On a June evening in Shanghai, Hermès unveiled the second chapter of its Fall 2025 collection along the North Bund. While many luxury brands have recently staged grand events in China—despite the 2024 luxury slowdown—Hermès’ arrival felt particularly fitting. Artistic director Nadège Vanhée’s modern take on the house’s heritage blurred the lines between past and present.
Backstage, Vanhée described the collection’s muse as “a confident, assertive woman—only this time, she’s in Shanghai.” Exploration became the theme, expressed with clever subtlety. The show unfolded on a sleek orange set by the Huangpu River, where guests sipped champagne infused with rice wine, its glass adorned with floating wildflowers. As the lights dimmed like a sunset, a paneled wall parted to reveal the river and the glowing Lujiazui skyline. Models walked as neon-lit boats drifted past, the Oriental Pearl Tower bathed in red light behind them.
Titled Au Galop!, the collection opened with Virginie Jamin’s Dressage Tressage silk scarf, while braids—echoed in hairstyles and the handwoven trim of a Kelly bag—served as a recurring motif. This nod to Hermès’ equestrian roots also symbolized the fusion of tradition and modernity, Paris and Shanghai. Vanhée emphasized timelessness, designing pieces to adapt effortlessly: “How can you transform your clothes to last all day, all season, all life?”

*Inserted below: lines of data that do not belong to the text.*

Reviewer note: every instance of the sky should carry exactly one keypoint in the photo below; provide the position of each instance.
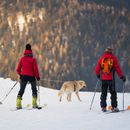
(57, 115)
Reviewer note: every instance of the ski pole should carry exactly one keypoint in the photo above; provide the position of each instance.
(123, 95)
(38, 94)
(1, 102)
(94, 94)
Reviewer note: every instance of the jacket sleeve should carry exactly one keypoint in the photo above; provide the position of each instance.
(117, 67)
(35, 67)
(97, 69)
(19, 66)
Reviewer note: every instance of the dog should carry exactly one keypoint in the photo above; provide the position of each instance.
(69, 87)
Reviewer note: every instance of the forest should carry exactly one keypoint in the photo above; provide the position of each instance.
(67, 37)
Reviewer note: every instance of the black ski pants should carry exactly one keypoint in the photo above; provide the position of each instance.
(108, 84)
(23, 86)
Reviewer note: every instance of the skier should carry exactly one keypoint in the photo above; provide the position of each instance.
(28, 71)
(105, 69)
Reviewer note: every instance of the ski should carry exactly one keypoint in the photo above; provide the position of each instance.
(28, 107)
(108, 112)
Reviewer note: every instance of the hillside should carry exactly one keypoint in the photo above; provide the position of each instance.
(68, 37)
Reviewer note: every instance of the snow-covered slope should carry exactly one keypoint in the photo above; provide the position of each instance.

Wine-hued fur jackets and double-faced cashmere lined with Dressage Tressage prints stood out. Styling drew from Shanghai’s streetwear energy—think knits and button-ups tied at the waist, but rendered in luxe cashmere and leather. Mini Kellys swung cross-body or strapped like backpacks, accented by silk scarves. Some models sported Hermès’ new leather headphones from Atelier Horizons, reimagining quiet luxury.
Each piece offered versatility, a smart response to the luxury slowdown. A leather dress unzipped into a skirt and vest; a coat’s printed lining detached to wear separately, while its top half transformed into a jacket—no visible fastenings needed. Playful yet discreet, the collection embodied Hermès’ elegance: understated, but unmistakable to those who know.